渡したいものがある7

私はどうしようもなくなって、クラス違いの親友を呼び出した。

「びっくりしたよー授業中にメールくるんだもん」

ケラケラ笑いながら待ち合わせ場所にやってきてくれた。そして話すきっかけをつくってくれる。

「それで?何があったんですか?」

「私赤也と喧嘩して口聞いてくれなくなっちゃった」

どうしたら良いかなと聞くとちよはすごく間抜けな顔をしていた。

「え、そのために呼ばれたの?」

「ちよ!私本気で悩んでるの!」

「いや〜私はてっきり丸井と付き合ってる報告をくれるのかと思ってにニヤニヤしながら来たのに」

「え、彼女いたんだ!誰とブン太が付き合ってるの?」

私は話がすり変わったのにも気がつかず、本気で驚いた。
ブン太にとって女性は美味しい物をくれる存在で、餌を求めて数々の家を気ままにまわっている猫ならぬ犬だと思っていたのに。

「その彼女があんたでしょ!なにとぼけてんのよ」
すっごい噂になってるし丸井は別に否定してなかったよ。
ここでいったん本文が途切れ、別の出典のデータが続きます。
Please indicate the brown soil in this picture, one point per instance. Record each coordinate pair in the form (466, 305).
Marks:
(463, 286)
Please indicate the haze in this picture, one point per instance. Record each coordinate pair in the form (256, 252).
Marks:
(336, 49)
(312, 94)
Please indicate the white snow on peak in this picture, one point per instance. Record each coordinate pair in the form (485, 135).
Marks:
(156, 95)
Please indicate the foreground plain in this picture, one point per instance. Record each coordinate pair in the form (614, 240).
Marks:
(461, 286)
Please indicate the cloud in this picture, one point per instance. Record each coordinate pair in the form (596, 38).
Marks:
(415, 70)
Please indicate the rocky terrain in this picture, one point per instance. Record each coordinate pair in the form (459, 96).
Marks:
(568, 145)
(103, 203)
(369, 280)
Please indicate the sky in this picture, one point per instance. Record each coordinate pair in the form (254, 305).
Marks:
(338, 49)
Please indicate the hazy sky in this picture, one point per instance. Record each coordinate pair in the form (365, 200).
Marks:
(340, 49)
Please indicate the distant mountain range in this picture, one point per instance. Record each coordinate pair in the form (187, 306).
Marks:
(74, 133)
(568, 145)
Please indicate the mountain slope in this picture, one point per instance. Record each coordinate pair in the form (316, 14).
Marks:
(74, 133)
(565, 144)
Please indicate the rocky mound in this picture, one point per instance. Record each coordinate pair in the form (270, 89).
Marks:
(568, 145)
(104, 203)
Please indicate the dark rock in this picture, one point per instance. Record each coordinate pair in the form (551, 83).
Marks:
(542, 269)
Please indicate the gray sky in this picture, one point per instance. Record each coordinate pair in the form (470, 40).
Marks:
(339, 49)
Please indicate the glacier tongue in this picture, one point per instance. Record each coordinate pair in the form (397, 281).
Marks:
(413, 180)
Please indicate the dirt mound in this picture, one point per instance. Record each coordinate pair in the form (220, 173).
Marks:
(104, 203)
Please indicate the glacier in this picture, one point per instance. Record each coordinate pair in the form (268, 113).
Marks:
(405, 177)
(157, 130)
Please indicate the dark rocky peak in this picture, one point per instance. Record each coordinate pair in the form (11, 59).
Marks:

彼女はとんでもない事を口にした。

「知らなかった、そんな噂あったんだね」

でも思いの外のほほんと答えた私に、ちよはなんだ違うのかとあっさり話を終わらせた。

「それで話戻るけど切原がどうしたって?」

「あ!そう赤也が無視して全然話せないんだよどうしたら良いのかな」

「うーん、なんで切原と喧嘩したの?」

私はちよにこれまでの経緯を話した。

「なんとなくわかったけどこればっかりは私はどうしようもないな。泣き落としてみたら?」

「めんどくさそうに答えないでよ」

「あーそうそう。丸井との噂もちろん切原も知ってるよ」

「そうなの!?どうしようちよ!!!」

「なんで?さっきは全然気にしてなかったじゃん」

「それは……」

「ま、あとは自分の気持ちを真っ直ぐにぶつけるだけじゃない?」


それから私は黙りこんで、その間ちよは何をするでもなく、ずっとそばにいてくれた。どのくらい時間がたったかわからないくらいそこでじっとしていた、私の気持ちがかたまるまで。


「ちよ」

「うん?」

「ありがとう」

「どういたしまして」
ちよはこの一言だけでわかってくれた。
さすが付き合い長いだけある。スッキリした顔をした私を見て頑張りなよ、とニヤリ笑った。

赤也には一言じゃわかってもらえないだろう。だから私はバレンタインデーに託す。